On a serious note. Does anyone think it's a coincidence that Baker unveiled his "Bullet" strategy just in time for the "be nice too all candidates" letter writing week at HSO. He did this to try to stop any criticism of his tactic. Don't let them get away with it. Vote for 3 with integrity.

Anonymous said...

Dear Cute,
I swear I've read this same letter 100 times in different forms and incarnations. You say the same thing, over, and over, and over, and over, and over....(excuse me my fingers got stuck). GET A LIFE WILL YOU. We've heard your whine ENOUGH to move to Napa valley for relief.
Why don't you just write your bullet points and save yourself some time.

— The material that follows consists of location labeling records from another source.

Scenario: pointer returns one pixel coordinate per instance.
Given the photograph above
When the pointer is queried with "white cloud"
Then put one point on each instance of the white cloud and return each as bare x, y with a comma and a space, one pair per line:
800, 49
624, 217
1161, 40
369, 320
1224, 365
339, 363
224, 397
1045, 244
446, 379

1.$11,000/ kid is way too much.
2.I hate taxes.
3.Teacher Spouses Suck.
4.I wish I could retire like a teacher.
5.I'm a wealth creator.

You could even fit this on one of your big ugly plywood signs and display it all year over on the Charmichael Farm.

Note to HSO. DON'T LET THIS GUY RE-SUBSCRIBE!!!!!!

Anonymous said...

Redundancy: I had the same thought when I read Cute's latest letter to the OTBL Editor. Nothing new. The same ol' same ol'. This guy has got to get some new material or he's going to get boo'd off the stage. Maybe he could add something like: "Poor me. The jack-booted thugs hauled me out of the school board meeting on June 14." On second thought, I think I've heard that one 523 times already.

JPN said...

I suppose he's operating under the assumption that repetition is an important part of learning. Of course, constantly reminding people why you should be nominated to the Fools Hall of Fame helps educate people on the idiocracy the festers ontheborderline.net.

Anonymous said...

Do you think he'd reply to the HSO comments online. NO WAY!! If he did
then he couldn't whine about HSO breaking it's editorial rules.
Tantrum time comming soon. Just watch!!!!